Należy podkreślić, że Ukraina jest często nazywana poligonem doświadczalnym dla rosyjskiej cyberbronii i cyberataki oraz operacje informacyjne trwają tam praktycznie non stop. Czasem jednak mamy do czynienia z gwałtowną intensyfikacją działań, która wymyka się spod kontroli i infekuje dużo więcej urządzeń oraz wykracza poza granice Ukrainy.

Powstrzymać NATO w cyberprzestrzeni

Obiekty poza Ukrainą mogą również zostać zaatakowane, jeżeli Rosja będzie chciała w ten sposób odstraszyć NATO od zaangażowania się w ten konflikt. Państwa takie jak Stany Zjednoczone czy inne, które pospieszą z pomocą Ukrainie mogą zostać wzięte na celownik rosyjskich hakerów i ukarane. Ten typ operacji przebiega w tzw. szarej strefie bezpieczeństwa i znajduję się poniżej progu wojny, dlatego też m.in. państwa zachodnie mają problem ze skuteczną odpowiedzią nie ryzykując eskalacji.  

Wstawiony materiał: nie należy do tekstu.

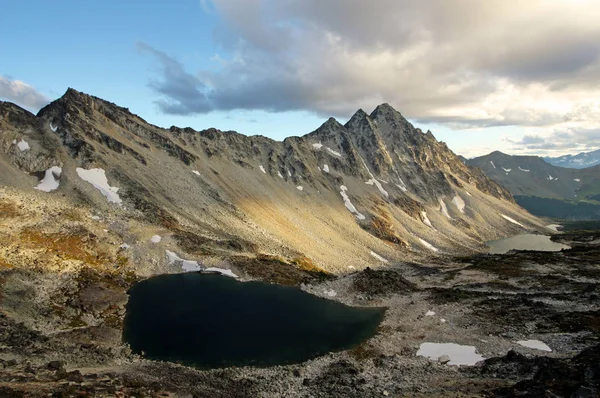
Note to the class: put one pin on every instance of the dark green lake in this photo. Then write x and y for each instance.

O tym, że nie są to tylko teoretyczne analizy, tylko realne zagrożenie świadczy fakt, że 18 stycznia agencja ds. Cyberbezpieczeństwa i Bezpieczeństwa Infrastruktury (US Cybersecurity and Infrastructure Agency) wydała ostrzeżenie skierowane do operatorów infrastruktury krytycznej nawołując ich do podjęcia natychmiastowych kroków przeciwko potencjalnym zagrożeniom w cyberprzestrzeni, powołując się na ostatnie ataki wymierzone w Ukrainę.  23 stycznia br. Departament Bezpieczeństwa Wewnętrznego rozesłał kolejną wiadomość do operatorów infrastruktury krytycznej oraz władz lokalnych i stanowych. Jego treść głosi, że Rosja utrzymuje szereg ofensywnych „cyber” narzędzi, które może wykorzystać przeciwko amerykańskim systemom i sieciom.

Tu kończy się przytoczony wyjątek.